Wednesday, June 4, 2008

How not to go green

Seven months into Kevin Rudd's Prime Ministership in Australia, and it looks like sections of the op-ed commentariat are jumping ship. Elizabeth Farrelly fires a pretty heavy spray against the Federal Labour government in today's Sydney Morning Herald.

Farrelly finds it hard to contain her impatience, not only with Rudd, but with the electorate. Lurking here is a funny understanding of strong leadership, which Farrelly wants as long as, and only if, it is to implement the policies she wants.

This leads to the following intriguing statement on citizenship:

And maybe that's just human nature. But human behaviour can change, and be changed by tax. So we must reject the bad parenting our leaders pathetically offer, demanding instead the tough love we need. Demand, for our own sake, the increased fuel prices that can make change smooth, not catastrophic. That's moral courage. That's citizenship.

I thought that citizenship was about people voting for their political representatives, and having a say on how they are taxed, and how their taxes are used. No taxation without representation, and all that.

Don't get me wrong here. I'm not a climate change denier, I think that cutting fuel taxes at the moment is a dumb idea, and I think we need to be moving towards smaller cars, better public transport, better designed cities etc.

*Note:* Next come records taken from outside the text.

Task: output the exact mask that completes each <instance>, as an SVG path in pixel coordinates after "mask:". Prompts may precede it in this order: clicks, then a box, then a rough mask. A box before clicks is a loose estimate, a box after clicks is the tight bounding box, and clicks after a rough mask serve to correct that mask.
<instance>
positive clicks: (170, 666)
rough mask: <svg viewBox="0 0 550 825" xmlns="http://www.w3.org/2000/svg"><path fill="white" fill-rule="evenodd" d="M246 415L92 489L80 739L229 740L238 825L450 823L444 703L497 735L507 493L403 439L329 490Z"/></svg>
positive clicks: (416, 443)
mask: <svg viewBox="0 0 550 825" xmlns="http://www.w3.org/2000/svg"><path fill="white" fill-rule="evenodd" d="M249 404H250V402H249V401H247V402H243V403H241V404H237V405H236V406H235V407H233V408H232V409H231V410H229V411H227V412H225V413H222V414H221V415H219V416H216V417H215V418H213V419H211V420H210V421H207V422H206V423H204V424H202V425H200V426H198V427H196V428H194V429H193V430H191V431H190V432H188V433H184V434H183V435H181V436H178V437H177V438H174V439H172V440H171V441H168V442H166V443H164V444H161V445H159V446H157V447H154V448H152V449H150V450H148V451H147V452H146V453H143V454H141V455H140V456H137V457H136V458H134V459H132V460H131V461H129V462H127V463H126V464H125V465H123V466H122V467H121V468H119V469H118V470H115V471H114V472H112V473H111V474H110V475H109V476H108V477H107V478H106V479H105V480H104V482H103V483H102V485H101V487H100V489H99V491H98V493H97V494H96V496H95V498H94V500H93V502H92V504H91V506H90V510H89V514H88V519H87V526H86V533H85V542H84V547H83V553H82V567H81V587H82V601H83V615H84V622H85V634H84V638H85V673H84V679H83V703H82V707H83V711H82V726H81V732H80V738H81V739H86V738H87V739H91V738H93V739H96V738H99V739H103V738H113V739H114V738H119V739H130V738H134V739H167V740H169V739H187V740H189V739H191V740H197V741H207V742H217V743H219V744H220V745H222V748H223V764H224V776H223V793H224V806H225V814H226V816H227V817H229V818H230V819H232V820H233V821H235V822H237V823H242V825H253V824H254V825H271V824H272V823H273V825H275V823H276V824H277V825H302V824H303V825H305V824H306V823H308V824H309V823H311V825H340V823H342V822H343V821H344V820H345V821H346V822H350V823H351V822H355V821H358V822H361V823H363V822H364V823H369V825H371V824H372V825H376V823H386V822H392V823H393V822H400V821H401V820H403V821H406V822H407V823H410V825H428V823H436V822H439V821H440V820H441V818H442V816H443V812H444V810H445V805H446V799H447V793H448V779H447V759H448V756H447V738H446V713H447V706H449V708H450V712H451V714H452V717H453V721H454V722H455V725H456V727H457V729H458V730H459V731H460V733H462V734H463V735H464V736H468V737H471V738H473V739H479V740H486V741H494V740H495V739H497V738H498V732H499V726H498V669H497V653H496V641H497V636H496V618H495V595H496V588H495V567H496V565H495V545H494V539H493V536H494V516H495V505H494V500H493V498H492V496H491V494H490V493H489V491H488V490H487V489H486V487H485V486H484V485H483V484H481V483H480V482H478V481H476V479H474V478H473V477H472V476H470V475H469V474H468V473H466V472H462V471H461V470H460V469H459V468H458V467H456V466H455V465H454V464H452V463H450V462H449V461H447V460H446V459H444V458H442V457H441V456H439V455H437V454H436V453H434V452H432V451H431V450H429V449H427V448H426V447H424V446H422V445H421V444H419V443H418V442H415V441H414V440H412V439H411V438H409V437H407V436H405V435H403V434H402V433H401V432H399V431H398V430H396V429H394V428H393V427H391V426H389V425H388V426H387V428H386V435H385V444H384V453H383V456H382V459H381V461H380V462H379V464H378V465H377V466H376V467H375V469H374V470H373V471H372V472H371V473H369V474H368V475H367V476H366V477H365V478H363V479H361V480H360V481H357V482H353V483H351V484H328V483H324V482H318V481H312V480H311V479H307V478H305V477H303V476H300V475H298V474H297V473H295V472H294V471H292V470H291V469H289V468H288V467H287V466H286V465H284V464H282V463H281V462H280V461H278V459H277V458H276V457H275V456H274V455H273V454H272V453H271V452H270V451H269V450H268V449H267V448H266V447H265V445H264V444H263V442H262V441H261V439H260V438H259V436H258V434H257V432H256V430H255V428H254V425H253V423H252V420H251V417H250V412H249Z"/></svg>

But the idea that citizenship is about leaders forcing policies on voters is precisely the way not to build an awareness of these issues, in my humble opinion.

1 comment:

Unknown said...

Agreed, Terry - Farrelly is renouncing her own responsibility for making her arguments in the public sphere, and persuading her fellow citizens. She's come out with this sort of stuff before - she seems to be uncommonly impressed by the possibilities for "strong leadership", in a way that I, for one, find unsettling.